Может быть, следующие соображения и не повлияли на булгаковский выбор прототипа, но в контексте они оказываются существенными. «Братья Карамазовы» пронизаны церковной темой; напротив, в «Идиоте» церкви как институции не видно. Когда все-таки описывается храм (в сцене свадьбы), то он изображается оскверненным скандальным побегом Настасьи Филипповны. Аналогичный вакуум на месте православной церкви мы видим в «Мастере». Это отвечает двум задачам: подчеркивается разгром церкви в послереволюционные годы и совершенная незаметность разгрома для населения. В «Мастере» не показанное – иногда важней показанного. Что, например, не делается при появлении сатаны из того, что должно бы делаться?
Никто не крестится и не бежит в храм. Даже «богобоязненный» буфетчик Соков бежит к доктору; другие и вовсе ищут спасения в самой земной из обителей земной власти – в тюремной камере… «Нет ничего, и ничего не было!» – безрадостная формула. Может быть, она относится больше всего к православной церкви, которая никогда не была духовным центром нации – даже в глазах глубоко верующего Достоевского?..
…Итак, почему мы заговорили о смуте и бедах?

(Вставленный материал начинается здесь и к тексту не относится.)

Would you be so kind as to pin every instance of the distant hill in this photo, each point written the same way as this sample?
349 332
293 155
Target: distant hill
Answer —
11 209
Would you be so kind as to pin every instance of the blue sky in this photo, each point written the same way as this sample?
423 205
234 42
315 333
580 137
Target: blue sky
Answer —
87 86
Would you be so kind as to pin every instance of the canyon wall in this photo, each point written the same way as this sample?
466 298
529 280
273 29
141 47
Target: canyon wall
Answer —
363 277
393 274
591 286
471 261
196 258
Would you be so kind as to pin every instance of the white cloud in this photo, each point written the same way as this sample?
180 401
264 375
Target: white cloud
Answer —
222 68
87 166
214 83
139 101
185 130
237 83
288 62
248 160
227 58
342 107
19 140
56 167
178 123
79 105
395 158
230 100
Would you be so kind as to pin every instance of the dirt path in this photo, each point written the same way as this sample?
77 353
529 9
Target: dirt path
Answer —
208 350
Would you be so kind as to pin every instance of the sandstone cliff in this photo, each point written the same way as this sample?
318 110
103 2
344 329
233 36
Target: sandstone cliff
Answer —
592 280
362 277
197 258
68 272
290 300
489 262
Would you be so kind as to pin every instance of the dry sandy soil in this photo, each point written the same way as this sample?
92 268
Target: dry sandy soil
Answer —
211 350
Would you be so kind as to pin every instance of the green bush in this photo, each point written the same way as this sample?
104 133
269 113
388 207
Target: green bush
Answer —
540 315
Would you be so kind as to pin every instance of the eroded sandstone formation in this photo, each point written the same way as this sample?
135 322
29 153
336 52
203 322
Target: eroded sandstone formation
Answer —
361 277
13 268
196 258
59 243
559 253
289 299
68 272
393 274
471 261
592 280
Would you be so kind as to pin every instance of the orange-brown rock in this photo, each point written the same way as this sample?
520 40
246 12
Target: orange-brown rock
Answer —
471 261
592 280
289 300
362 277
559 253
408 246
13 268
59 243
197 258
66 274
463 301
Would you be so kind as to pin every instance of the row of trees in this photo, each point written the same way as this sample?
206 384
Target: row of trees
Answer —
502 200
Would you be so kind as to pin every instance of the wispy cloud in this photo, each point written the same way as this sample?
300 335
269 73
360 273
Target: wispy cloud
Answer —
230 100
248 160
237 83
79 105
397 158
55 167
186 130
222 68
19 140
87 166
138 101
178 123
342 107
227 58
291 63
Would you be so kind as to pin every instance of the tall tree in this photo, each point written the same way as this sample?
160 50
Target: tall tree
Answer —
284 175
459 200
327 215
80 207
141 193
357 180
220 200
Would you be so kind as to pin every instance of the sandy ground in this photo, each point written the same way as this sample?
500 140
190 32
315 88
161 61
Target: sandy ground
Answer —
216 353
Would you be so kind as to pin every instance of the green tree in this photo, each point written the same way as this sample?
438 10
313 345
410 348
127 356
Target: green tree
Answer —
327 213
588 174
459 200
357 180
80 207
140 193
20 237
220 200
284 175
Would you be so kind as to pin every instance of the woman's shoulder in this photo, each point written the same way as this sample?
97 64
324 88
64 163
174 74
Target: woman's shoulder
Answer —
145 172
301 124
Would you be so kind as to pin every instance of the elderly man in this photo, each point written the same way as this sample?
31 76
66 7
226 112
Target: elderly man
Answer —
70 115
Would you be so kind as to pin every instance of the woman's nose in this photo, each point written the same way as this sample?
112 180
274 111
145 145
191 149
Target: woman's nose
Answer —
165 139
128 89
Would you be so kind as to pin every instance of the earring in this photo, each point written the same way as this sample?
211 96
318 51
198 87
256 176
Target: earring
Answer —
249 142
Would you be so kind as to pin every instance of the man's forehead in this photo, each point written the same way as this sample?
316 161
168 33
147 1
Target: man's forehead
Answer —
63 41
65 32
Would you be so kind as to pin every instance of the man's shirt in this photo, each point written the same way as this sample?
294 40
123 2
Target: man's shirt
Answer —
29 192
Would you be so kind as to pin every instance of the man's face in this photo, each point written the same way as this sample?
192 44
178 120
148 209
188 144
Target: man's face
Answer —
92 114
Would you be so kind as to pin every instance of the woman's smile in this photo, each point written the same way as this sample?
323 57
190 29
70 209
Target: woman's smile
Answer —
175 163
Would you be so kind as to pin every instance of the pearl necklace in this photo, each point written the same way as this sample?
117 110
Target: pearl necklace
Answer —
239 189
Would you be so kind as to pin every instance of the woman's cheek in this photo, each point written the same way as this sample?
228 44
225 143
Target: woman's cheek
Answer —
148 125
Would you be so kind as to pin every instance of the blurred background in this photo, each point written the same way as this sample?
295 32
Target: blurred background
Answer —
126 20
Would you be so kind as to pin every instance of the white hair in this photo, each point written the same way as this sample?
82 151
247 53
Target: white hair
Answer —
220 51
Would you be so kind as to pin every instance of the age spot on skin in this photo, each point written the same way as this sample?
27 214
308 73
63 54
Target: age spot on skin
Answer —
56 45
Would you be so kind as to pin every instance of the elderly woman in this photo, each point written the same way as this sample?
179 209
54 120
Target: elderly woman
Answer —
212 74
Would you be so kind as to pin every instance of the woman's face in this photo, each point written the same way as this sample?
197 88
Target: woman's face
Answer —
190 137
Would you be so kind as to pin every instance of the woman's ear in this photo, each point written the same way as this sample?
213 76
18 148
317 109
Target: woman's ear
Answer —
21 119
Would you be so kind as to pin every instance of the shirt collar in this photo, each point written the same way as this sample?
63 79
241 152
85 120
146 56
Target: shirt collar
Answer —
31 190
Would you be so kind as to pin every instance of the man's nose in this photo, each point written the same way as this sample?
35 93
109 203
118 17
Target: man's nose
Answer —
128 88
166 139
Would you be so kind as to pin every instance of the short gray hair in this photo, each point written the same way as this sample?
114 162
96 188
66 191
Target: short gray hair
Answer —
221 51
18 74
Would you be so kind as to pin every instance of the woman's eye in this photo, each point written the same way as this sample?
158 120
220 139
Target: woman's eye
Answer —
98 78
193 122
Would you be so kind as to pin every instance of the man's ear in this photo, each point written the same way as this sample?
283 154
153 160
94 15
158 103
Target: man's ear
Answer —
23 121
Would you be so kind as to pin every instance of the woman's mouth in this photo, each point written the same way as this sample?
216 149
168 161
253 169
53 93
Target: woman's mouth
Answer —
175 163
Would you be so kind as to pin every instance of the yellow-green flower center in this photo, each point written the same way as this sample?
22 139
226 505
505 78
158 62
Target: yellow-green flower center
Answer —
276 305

Иешуа сопутствуют смута и подозрения, вплоть до самых нелепых – Ершалаимский храм считает его агентом-провокатором Пилата! И потому лишь, что он простодушно излагает всем свои мысли.
Булгаков открывает нам только два крошечных эпизода его жизни: допрос у Пилата и несколько секунд перед смертью. На допросе он не пытается скрыть свое низкое происхождение и полное одиночество в мире, т. е. ни на йоту не пытается улучшить свое положение. Он отказывается понять намеки Пилата, молчаливые приказы: «Жизнь твоя на волоске, солги!» Его наивная правдивость воистину безумна, но психологически совершенно оправданна, ибо ему незачем лгать, он о себе не заботится. Будучи присужден к мучительной смерти, он жалеет не себя, а своего судью и человека, его предавшего. Его сверхъестественная сострадательность изображена в открытую лишь единожды, в сцене казни, в те самые несколько секунд перед смертью: Иешуа старается, «чтобы голос его звучал ласково и убедительно», когда он просит палача дать попить разбойнику, висящему на соседнем столбе.

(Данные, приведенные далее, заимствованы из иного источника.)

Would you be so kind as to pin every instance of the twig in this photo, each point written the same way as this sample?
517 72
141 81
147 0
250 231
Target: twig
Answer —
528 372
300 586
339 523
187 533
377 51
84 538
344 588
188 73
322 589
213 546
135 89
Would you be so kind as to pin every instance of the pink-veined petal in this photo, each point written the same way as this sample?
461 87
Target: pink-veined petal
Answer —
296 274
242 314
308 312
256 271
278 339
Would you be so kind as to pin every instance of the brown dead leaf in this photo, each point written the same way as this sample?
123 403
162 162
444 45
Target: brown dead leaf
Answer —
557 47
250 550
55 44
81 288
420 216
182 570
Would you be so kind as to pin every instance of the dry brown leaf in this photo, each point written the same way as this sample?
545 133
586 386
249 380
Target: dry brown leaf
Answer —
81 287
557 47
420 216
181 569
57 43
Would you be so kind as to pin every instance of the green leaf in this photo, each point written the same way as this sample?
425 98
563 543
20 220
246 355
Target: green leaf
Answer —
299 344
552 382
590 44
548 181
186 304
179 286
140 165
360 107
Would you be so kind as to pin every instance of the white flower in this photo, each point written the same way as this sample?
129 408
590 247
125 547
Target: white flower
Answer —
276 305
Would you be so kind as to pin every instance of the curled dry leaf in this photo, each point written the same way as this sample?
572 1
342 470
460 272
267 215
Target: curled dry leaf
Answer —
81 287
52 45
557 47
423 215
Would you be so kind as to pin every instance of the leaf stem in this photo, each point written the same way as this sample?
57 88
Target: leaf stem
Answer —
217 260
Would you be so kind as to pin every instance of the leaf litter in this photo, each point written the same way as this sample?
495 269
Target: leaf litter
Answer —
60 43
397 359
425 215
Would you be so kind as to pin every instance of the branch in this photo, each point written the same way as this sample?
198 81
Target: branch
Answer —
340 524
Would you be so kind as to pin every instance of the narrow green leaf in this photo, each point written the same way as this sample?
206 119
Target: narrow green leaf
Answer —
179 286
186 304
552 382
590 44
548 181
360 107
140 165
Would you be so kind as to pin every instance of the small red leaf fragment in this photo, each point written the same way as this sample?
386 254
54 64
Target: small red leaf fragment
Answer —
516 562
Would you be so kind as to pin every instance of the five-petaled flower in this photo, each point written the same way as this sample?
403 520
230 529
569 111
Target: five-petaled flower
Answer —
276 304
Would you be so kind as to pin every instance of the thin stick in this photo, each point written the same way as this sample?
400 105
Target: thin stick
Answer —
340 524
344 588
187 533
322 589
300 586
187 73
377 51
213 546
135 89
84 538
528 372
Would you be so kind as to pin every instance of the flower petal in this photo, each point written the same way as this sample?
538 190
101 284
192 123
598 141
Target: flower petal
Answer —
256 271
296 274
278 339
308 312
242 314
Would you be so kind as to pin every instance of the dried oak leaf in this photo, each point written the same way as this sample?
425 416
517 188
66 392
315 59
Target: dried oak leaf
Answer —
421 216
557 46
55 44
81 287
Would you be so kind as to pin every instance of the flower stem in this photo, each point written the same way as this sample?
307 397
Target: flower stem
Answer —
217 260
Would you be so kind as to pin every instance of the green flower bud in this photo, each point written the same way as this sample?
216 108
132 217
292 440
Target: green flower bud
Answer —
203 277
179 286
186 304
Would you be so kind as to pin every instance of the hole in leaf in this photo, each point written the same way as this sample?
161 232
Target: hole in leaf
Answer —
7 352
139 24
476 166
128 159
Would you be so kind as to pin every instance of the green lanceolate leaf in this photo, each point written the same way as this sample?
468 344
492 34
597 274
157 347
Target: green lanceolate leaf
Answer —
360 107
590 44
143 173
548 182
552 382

Его гибель предуказана его сверхчеловеческим альтруизмом, реализацией сверхдобра Нагорной проповеди. Добро вызывает в мире обратное действие, пробуждает в нем жажду убийства, смерти злой, дьявольской – разбойничьей.
Поэтому символ, сопровождающий все ершалаимское действие, – нож. «…Если бы тебя зарезали перед твоим свиданием с Иудою из Кириафа, право, это было бы лучше» (448), – бормочет Пилат. К этим странным словам был дан развернутый комментарий в «Евангелии Михаила Булгакова»; они означают признание за собой вины и могут быть перефразированы так: «Если б не я с моей свирепостью, тебя бы, естественно, убили ножом на улице, но убили бы не так жестоко, как это вынужден теперь сделать я»[145]. Гибель подразумевается, ибо нельзя в Ершалаиме, среди религиозных фанатиков, озлобленных к тому же тяжким гнетом Рима, бесстрашно говорить все, что думаешь. Уточним: в словаре Пилата слово «зарезать» подразумевает не убийство вообще, а именно удар ножом. Пилат говорит потом об Иуде: «Его зарежут», и, уточняя этот приказ, Афраний переспрашивает: «Так зарежут, игемон?» И – «взлетел нож, как молния»… Обозначения смерти от ножа во всех четырех «ершалаимских» главах ритмически ведут тему рока и возмездия: Иуда получает то, что предназначалось праведнику, которого он предал. Тема эта особенно заметна в диалоге из двадцать шестой главы «Погребение». Несколько раз повторяется: «зарезавших», «его зарезали», «не зарежешь тайно»… Пилат расспрашивает Афрания, как был убит Иуда, и полицейский отвечает: «Убит он с чрезвычайным искусством, прокуратор…» (740). Можно предположить, что нож воздаст возмездие и самому Пилату.
Такова первая линия ножа в «ершалаимских главах». Вторую я назвал бы мотивом хлебного ножа. Он начинается в шестнадцатой главе: Левий Матвей стремится зарезать Иешуа, прежде чем того повесят. Но зарезать ему, мирному человеку, нечем, и он крадет «то, чего лучше и быть не может, – отточенный, как бритва, длинный хлебный нож» (594). Я готов согласиться с М. Йовановичем, что хлебный нож – не разбойничий, кухонный или мясницкий – выбран намеренно, поскольку в христианском каноне хлеб причастия есть тело Христово[146]. Но Булгаков, как всегда, прячет мистическое обоснование детали за реалистическим – «лучше быть не может»: хлебный нож длинный и острый.